Traveling on the ground: after vegan comes terran

Traveling on the ground: after vegan comes terran

Terran Travelers move around the planet on foot, by train, bus, ship or car. It is deliberately not flown.

“Flying is simply the Achilles’ heel of tourism,” says Christoph Mülleder. The 56-year-old from Gallneukirchner, as a tour operator for “Weltanschauen”, has specialized professionally in conscious and sustainable travel: “Due to the advancing climate catastrophe, the massive reduction in air traffic and the switch to terrestrial travel is simply the order of the day and, so to speak, the highest railroad.”

From selfie to selfie

Within Europe in particular, he considers flying to be absolutely dispensable: “There are other ways to travel more consciously, you take more time. A day on the train is also a day to prepare for the destination, to read a book and the slow change of the Enjoying the landscape. There’s no time for that in the stressful everyday work anyway.”

excesses of our time

The shopping weekend in New York or the short stopover in Paris ruin our climate, the hunt for the next selfie in front of the Instagram spot, around which hundreds of others are crowding, are excesses of our time. Not flying is the strongest lever that a private individual can use to protect the climate, emphasizes Jana Strecker, the founder of the Terran association, which was founded in Germany in 2019. Together with her comrades-in-arms, Strecker wants to anchor “terran” in people’s minds as a positive word. Some suspect that the invention of the word “flight shame” alone led to a reduction in air traffic in Scandinavian countries – it is undisputed that flying is increasingly associated with a sinful image.

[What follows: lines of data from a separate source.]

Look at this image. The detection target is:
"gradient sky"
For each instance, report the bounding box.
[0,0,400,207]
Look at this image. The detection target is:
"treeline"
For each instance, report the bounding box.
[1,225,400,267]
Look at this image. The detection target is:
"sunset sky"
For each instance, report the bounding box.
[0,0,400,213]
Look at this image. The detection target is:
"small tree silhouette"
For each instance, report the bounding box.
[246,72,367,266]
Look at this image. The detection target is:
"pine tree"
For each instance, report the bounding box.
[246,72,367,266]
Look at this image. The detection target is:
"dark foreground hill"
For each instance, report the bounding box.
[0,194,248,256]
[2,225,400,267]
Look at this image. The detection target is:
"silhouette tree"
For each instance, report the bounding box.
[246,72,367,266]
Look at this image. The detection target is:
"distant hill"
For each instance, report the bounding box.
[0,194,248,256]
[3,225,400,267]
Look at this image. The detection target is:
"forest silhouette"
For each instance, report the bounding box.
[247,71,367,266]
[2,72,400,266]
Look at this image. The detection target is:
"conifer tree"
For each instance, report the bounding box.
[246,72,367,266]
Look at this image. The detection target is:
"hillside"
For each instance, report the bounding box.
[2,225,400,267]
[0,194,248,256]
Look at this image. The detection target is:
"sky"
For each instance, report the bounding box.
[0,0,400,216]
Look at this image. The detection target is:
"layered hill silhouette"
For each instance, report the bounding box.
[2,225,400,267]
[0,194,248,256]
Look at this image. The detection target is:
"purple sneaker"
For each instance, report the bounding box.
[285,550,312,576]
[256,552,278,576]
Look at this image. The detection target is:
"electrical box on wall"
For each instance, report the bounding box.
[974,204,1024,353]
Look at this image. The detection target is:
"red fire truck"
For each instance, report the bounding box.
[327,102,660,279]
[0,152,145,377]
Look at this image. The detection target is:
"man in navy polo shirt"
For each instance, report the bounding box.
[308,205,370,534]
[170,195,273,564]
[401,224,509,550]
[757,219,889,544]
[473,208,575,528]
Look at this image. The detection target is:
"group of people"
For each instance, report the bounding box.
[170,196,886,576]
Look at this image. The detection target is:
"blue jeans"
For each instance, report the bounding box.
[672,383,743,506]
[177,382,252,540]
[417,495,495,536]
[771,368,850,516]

The challenge of terran travel is to take enough time, says Mülleder. In general, the entire holiday planning had to be rethought. “What do I want on my vacation? Do I want to swim, relax, do I want culture?”

Traveling on the ground: after vegan comes terranTraveling on the ground: after vegan comes terran

Only then should the where be determined. “We have to get away from this to-do thinking, from these bucket lists – I still have to make a snag there and add this sight to the list,” says Mülleder: “Courage to leave gaps, less is more.” He took his last flight to date in 2018. “It’s a question of dosage. If a long-distance trip every two or three years, then deliberately stay longer at the destination and then compensate for the CO2 emissions.”

This compensation works through a financial donation for a project – for example for reforestation or solar systems. “A bit of an indulgence,” says Müller, and warns against buying oneself mentally free from responsibility.

Of course, every type of travel has its own challenges, including those by train. Not only do you have to laboriously buy tickets for routes through different countries from different railway lines, the track widths of the rails also differ in Europe.

This created a travel memory for Mülleder that he still fondly recalls years later: “Because the different track widths required conversion work, we once stood at the border on the return journey from the Ukraine to Vienna. Suddenly the train left without our wagon “. Unfortunately, the next train that took us along didn’t have a dining car, and we were all very hungry. The conductor saved us – he organized coffee and croissants to be brought in especially for us at the next station. Those are the experiences and encounters that remain in the memory.”


Ulrike Griessl

Editor of Life and Health

PER

Travel – for a change

Get out of your own four walls, get to know new things – there is no question that traveling is one of the best leisure activities of all. How nice were the times when there was no talk of climate change and you could fly to the furthest corners of the world without a guilty conscience. But meanwhile the natural disasters are piling up – and not just somewhere in “Djibouti”. Floods, periods of drought and hurricanes are now up to mischief here too, claiming human lives. Everyone knows that one of the reasons for this is massive air traffic. Bad news for our desire for foreign countries and cultures, because at first glance it spoils our carefree travel. But at second glance, it also opens up the horizon for new forms of vacationing. How about a train journey to Sylt in a super comfortable sleeping car?

Julia EversJulia Evers

Julia Evers

deputy Head of Life and Health

CONS

New Horizons

The first impulse is self-defence: I have flown privately three times in the past ten years, so it is miles away from being a frequent flyer. Because: Of course, there are many unnecessary flights, if you can find an alternative by train, you should choose this one. You can also relax and splash around on Austrian lakes, and our country is a dream for hiking anyway.

However, unpacking the moral club immediately every time someone goes on a long-distance trip also seems to be the wrong way to go.
Travel opens up new worlds, new horizons, especially when the unknown awaits at the destination. The fact that we as humans have created the opportunity for ourselves to get to know other cultures and continents in a manageable amount of time can still be considered an achievement. This is certainly not a horizon that is exhausted by Lake Neusiedl.